Analysis of molecular variance (AMOVA)
An AMOVA was performed to evaluate the degree of genetic variation among N. corniger haplogroups. We tested two hierarchy constructions, the first including all haplogroups within a single larger group. The results of this analysis were significant (p < 0.05) and showed high genetic differentiation within and among the haplogroups (Table 3). The FST value indicated a high degree of genetic structure among the haplogroups.
Table 3.
Source of variation | Variance components | Variation % | Fixation index |
---|---|---|---|
Among haplogroups | 0.99576 | 65.46 | FST = 0.65457* |
Within haplogroups | 0.52547 | 34.54 | – |
*Significant value (p = 0.00000)
In the second construction, we segregated the haplogroups according to geographic location to evaluate the degree of structure of haplogroups with restricted distribution.
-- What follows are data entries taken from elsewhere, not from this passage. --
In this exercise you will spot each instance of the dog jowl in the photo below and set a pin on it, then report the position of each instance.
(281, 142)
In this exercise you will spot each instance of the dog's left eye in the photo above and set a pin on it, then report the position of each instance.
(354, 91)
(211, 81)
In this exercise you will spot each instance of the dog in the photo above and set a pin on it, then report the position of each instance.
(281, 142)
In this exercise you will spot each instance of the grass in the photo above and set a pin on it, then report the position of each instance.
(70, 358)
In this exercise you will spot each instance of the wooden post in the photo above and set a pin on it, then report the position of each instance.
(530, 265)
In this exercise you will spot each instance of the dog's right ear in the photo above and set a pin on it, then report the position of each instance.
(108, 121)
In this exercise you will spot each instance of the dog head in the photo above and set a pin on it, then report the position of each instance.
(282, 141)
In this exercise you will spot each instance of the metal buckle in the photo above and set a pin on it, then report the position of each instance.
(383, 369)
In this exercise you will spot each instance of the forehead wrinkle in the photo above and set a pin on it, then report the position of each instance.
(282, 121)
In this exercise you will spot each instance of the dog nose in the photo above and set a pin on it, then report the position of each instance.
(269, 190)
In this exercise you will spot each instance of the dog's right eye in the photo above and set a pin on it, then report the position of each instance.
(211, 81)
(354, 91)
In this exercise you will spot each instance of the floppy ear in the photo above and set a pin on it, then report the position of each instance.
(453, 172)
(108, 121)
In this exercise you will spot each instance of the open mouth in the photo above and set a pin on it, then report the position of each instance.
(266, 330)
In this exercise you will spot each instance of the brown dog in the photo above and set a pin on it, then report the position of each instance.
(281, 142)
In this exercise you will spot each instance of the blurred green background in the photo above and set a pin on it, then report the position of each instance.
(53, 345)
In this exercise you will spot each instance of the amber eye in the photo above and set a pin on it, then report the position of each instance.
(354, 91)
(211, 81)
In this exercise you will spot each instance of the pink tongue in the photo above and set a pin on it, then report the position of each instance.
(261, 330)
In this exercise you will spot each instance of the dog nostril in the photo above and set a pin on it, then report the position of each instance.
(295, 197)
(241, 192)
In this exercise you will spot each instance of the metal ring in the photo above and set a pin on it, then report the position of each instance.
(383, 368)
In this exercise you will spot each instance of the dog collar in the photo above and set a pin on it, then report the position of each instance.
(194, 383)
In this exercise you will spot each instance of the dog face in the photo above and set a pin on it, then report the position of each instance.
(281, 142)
Haplogroup 1 was omitted from the analysis due to its broad distribution (Fig. 3). We constructed three larger groups, the first containing all sequences present in Haplogroup 2 (almost exclusively Central America), the second comprising sequences present in Haplogroups 3 and 4 (predominantly west-central South America), and the third containing the sequences of Haplogroups 5 and 6 (predominantly east-central South America). All results were significant (p < 0.05) and indicated population structure as shown by high F indices for the established groups (Table 4). The FST value (0.71436) indicated high genetic differentiation within haplogroups too.
Table 4.
Source of variation | Variance components | Variation % | Fixation index |
---|---|---|---|
Among groups | 0.57593 | 32.72 | FCT = 0.32721* |
Among haplogroups within groups | 0.68143 | 38.71 | FSC = 0.57544* |
Within haplogroups | 0.50277 | 28.56 | FST = 0.71436* |
*Significant value (p = 0.00000)
Analysis of divergence time
The divergence time of the haplogroups was estimated by Bayesian analysis (Fig. 4) using the 45 haplotypes obtained in this work. The topology of the tree confirmed the haplogroups observed in the network (Fig. 1) with the exception of Haplogroup 5, the branch of which includes Haplogroup 6. The tree provided evidence of two cladogenetic events generating the N. corniger haplogroups identified in this study. The first event corresponded to the divergence of the lineage that gave rise to Haplogroup 2, about 5.99 Ma. This was the first lineage to diverge, separate from the lineage of the five other haplogroups. The second cladogenetic event corresponded to the divergence among the lineages that gave rise to Haplogroups 1, 5, and 6, and to Haplogroups 3 and 4, about 5.1 Ma. However, although Haplogroup 2 was derived from the original lineage, its haplotypes diversified later than did those of Haplogroup 1. The diversification time for the haplotypes of Haplogroups 1 and 2 was 2.87 Ma and 2.62 Ma, respectively. That is, although the lineage of Haplogroup 1 was established later than Haplogroup 2, its haplotypes diverged earlier than those of Haplogroup 2. The diversification time of the branch that included Haplogroups 5 and 6 is the second oldest, at 2.77 Ma. The most recent estimated divergence time was 1.09 Ma for Haplogroup 6. The estimated diversification times for Haplogroups 3 and 4 were 2.33 Ma and 1.36 Ma, respectively.
Discussion
Genetic population results
The results indicated high genetic variation among the N. corniger sampled, as well as strong geographic structure among the populations.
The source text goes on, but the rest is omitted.